La tribuna

Oscar Eimil /

Aquellos maravillosos años

ES bien sabido que en política, lo mismo que en la vida, las cosas que hacemos y las que dejamos de hacer producen consecuencias. Por eso es tan importante la responsabilidad de cada uno en el ejercicio de los instrumentos de participación política de que todos disponemos. Por eso lo es también la responsabilidad de los titulares de esa función pública en un desempeño, por lo demás, tan pobremente valorado por nuestra sociedad.

Les cuento esto como introducción porque estamos presenciando estos días -empezando a presenciar, sería más preciso- ciertas situaciones que, sin duda, están haciendo estremecer, hasta lo más íntimo, a las muchas personas de bien que viven en nuestro país. Me refiero, claro está, al goteo de salidas de prisión que se están produciendo desde el mes pasado, y que se iniciaron con la sentencia de la Gran Sala del Tribunal Europeo de Derechos Humanos que pone fin a la controversia jurídica y política sobre la llamada doctrina Parot; excarcelaciones que afectan, todas ellas, a convictos por crímenes abominables de diversa condición. Y como son muchas las personas de buena fe que, ante este dislate, se echan las manos a la cabeza, conviene que en este momento hagamos algo de memoria para intentar comprender lo que está sucediendo, y repartir, si es posible, las responsabilidades que, desde luego, se derivan de esta situación.

Va a hacer ahora diez años que los españoles, golpeados por el trauma que supuso lo acontecido aquel 11 de marzo de infausto recuerdo, dimos mayoritariamente nuestra confianza, en unas elecciones generales, a José Luis Rodríguez Zapatero; persona sin duda bien intencionada, pero como muy poca o ninguna experiencia en el ejercicio de cargos de responsabilidad, y con unas ideas sobre la naturaleza humana más propias de un estudiante universitario que de quien estaba llamado a regir los destinos de una nación.

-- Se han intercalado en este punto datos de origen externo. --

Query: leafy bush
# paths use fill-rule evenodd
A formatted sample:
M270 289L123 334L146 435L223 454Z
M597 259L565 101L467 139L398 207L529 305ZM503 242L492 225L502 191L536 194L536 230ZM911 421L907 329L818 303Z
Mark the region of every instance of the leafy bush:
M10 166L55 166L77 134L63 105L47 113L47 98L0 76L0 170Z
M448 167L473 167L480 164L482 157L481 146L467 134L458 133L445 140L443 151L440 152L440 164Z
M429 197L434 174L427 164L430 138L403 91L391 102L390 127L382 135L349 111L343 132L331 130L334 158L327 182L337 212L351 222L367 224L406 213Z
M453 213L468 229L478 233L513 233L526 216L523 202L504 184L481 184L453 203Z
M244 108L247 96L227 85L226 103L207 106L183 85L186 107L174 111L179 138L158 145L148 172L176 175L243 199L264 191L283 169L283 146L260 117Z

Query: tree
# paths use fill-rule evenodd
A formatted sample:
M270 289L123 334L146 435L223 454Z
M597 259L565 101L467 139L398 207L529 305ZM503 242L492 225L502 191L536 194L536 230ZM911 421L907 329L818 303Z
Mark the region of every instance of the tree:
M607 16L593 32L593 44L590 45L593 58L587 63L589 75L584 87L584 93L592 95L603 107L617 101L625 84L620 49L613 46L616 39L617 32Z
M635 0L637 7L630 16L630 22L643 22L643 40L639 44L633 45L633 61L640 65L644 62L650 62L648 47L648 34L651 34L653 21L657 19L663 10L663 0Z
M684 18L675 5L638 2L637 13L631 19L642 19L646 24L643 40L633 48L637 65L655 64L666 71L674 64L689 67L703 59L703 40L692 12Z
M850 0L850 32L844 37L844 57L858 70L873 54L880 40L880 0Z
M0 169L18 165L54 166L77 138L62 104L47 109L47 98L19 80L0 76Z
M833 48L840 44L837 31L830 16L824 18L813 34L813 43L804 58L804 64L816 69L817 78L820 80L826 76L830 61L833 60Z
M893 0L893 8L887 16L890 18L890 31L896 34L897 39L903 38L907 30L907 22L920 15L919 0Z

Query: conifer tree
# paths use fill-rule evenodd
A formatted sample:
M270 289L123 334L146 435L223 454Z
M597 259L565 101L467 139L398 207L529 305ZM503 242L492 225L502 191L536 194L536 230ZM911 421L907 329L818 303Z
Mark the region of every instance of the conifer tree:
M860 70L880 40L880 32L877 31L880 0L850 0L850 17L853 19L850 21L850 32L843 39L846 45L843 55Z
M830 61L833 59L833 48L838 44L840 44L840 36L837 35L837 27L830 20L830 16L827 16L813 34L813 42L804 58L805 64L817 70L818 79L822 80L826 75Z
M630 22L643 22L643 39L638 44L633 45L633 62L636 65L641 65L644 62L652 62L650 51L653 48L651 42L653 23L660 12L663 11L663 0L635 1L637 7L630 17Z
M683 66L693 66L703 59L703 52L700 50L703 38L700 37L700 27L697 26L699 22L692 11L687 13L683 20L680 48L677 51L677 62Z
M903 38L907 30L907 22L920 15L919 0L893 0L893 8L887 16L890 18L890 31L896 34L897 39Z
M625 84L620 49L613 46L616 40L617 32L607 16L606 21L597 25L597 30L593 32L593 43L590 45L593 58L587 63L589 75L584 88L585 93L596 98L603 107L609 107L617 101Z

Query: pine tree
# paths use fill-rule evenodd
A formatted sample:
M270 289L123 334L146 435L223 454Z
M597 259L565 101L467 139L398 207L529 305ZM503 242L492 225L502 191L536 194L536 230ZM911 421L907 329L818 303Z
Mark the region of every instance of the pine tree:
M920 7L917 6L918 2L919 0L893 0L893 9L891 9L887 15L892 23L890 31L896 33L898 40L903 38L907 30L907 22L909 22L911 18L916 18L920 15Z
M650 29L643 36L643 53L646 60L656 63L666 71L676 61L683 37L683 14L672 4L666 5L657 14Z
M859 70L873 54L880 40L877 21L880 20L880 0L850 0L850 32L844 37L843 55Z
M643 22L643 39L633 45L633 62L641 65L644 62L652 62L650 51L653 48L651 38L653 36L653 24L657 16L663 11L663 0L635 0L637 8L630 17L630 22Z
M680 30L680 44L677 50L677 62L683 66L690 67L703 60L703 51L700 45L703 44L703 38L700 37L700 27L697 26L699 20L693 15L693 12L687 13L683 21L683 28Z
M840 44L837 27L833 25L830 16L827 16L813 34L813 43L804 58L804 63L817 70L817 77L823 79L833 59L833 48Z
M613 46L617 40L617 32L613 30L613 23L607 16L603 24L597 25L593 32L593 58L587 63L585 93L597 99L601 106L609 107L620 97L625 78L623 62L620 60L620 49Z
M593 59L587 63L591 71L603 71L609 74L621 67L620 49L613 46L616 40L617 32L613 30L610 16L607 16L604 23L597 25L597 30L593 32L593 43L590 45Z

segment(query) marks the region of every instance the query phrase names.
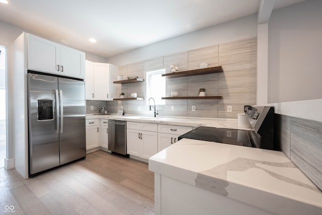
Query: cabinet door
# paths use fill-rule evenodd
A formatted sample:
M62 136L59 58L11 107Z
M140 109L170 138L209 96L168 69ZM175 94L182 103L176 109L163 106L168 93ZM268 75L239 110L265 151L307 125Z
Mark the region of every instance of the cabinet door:
M178 135L171 133L158 133L157 151L160 152L178 141Z
M59 56L59 44L28 34L28 69L60 74Z
M142 131L143 152L141 158L148 159L157 153L157 133L151 131Z
M109 129L108 126L102 126L100 130L101 146L107 149L109 147Z
M85 62L85 95L87 100L94 100L94 63L86 60Z
M127 154L141 157L143 152L143 144L139 130L126 129L126 147Z
M99 146L98 126L86 127L86 150Z
M107 101L110 99L110 64L95 63L95 100Z
M68 47L60 45L60 75L84 79L85 54Z

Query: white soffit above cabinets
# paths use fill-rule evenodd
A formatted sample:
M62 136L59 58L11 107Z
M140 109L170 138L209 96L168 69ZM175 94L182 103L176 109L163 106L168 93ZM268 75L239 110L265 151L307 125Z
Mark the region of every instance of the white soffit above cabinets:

Aquella primera legislatura, cuando el país sesteaba sobre la abundancia creada artificialmente con el dinero que entraba a chorro por nuestra frontera pirenaica fue -¡qué bonito!- la de los juegos florales: la del Estatuto de Cataluña y la de la negociación política con ETA. De aquel entonces, quedan en el recuerdo el "España se rompe" que con mucha coña marinera se dirigía desde la bancada del Gobierno a todo aquél que osaba discrepar del disparate que se estaba perpetrando con aquella negociación territorial, y también, cómo no, los circunloquios del fiscal general sobre las "togas machadas con el polvo del camino" como paradigma de la ignominia que representó la negociación con los que hablaban en nombre del terror.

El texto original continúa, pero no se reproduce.